Construction on the Dan Abraham Healthy Living Center kicked off this week, forcing those who live and work in downtown Rochester to adjust routes.

The use of a small crane and construction equipment will block off a small portion of Center Street West until December 2013. Parking meters along Sixth Avenue will also be closed intermittently.

John Wellner, infrastructure manager with Rochester Public Works, said there are many alternate streets available to drivers, allowing them to be flexible in their routes. The city has received no complaints thus far.

"It isn't like we don't disrupt traffic on almost an annual basis downtown," Wellner said.

Next month, Second Street Southwest is expected to undergo a five-month renovation. The construction will stretch between Sixth and 11th avenues, about two blocks away from the current construction. It's not clear yet what type of closure will be required there.


The construction on the Dan Abraham Healthy Living Center will double the height of the current facility, adding four floors to the top of the building. Three of those will be dedicated to the Mayo Clinic Healthy Living Program, an individualized wellness program that will tailor physical activity, nutrition and resiliency, like yoga or meditation, to patients, said Donald Hensrud, chair of preventative medicine at Mayo Clinic. The program expects to open its doors in early 2014.

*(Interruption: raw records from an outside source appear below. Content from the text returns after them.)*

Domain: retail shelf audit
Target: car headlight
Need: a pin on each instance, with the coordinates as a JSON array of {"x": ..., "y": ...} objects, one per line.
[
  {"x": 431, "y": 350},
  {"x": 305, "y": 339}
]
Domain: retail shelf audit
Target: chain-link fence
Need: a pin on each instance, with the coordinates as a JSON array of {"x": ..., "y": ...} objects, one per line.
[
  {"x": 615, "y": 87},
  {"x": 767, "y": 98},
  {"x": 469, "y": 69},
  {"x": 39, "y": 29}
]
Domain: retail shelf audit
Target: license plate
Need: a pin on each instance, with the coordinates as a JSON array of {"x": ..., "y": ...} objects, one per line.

He said the goal will be to help people make long-term healthy lifestyle changes, like incorporating healthy cooking on a daily basis. Hensrud said that he hopes the new expansion will be just one part of what Mayo Clinic will offer in healthy living in the future.

"We think there's a need out there," he said.

The construction will not interfere with access to the current facility, which is open to employees and their dependents, but it does affect the occupants of its neighboring building and surrounding traffic.

Center Street's partial closure delays students at St. John the Evangelist School about 10 minutes on their way home, said associate administrator Suzanne Lagerwaard. She said students need to walk farther to get on the buses after school, pushing their leave time to about 4 p.m.

Lagerwaard said the school, located on the block of the construction on Center Street, was well-informed of the construction so it's "not a problem."

Amber Paulson of Mantorville, said she often walks through the intersection of Center Street and Sixth Avenue to her job as a supply chain manager at the Mayo Clinic. The intersection is already busy, she said, but she has seen a small increase in traffic.

She said she's "pretty used to" the construction projects in the summer.


"It seems like I've noticed it all over," Paulson said.